Adapted from our Message Boards, where members can ask questions and get answers. Practicing landlords and service providers answer questions, and we combine the best answers into one here.
Q: My tenant died in the apartment. There are no residents left but the estate’s belongings remain. Now what?
This is terrible! No landlord is fully equipped to deal with this until after going through it.
Call the police and calmly explain what you have discovered. They will come, pronounce the tenant dead, and help you arrange to contact a coroner and next-of-kin.
Odds are good the police won’t know the next-of-kin. This is why we recommend you always collect “emergency contact” information for every new tenant.
Change the locks to secure the unit.
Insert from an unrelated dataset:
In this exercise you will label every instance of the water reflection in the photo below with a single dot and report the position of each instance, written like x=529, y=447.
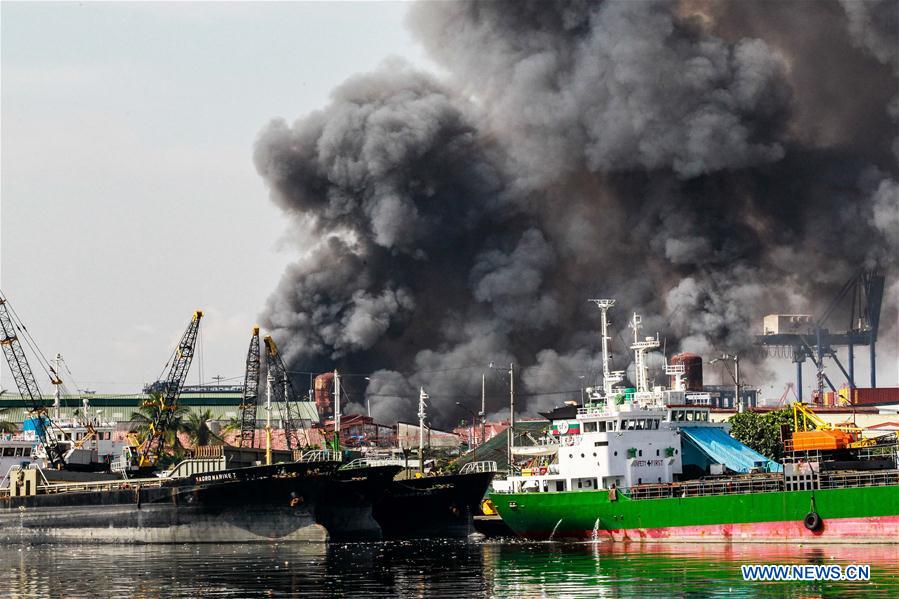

There may be a friend or family member with a key, but they are not automatically authorized to gain access to the estate or the unit.
Ideally, the next-of-kin will go to court and get certified. This is bullet-proof evidence that they have legal authority to act on behalf of the estate. It saves you from giving the belongings to the estranged ex-wife when really the son is the legal representative.
If there are no next-of-kin, you can get a public administrator for the estate. Either way requires someone to go to probate court.
If you have a certified next-of-kin, negotiate with them to move-and-store the estate’s belongings. You can hire a bonded and insured mover the same way you would for an eviction. You want someone else to assert that they have collected every scrap (uncashed checks, stock certificates, the will, etc.) and every valuable. Make sure the agreement with the next-of-kin states that you will bill the estate for the cost of moving and storage.
If you are unwilling or unable to go to probate court, and cannot find any next-of-kin, follow the Massachusetts abandoned property process. Never take any of the possessions for yourself or your staff.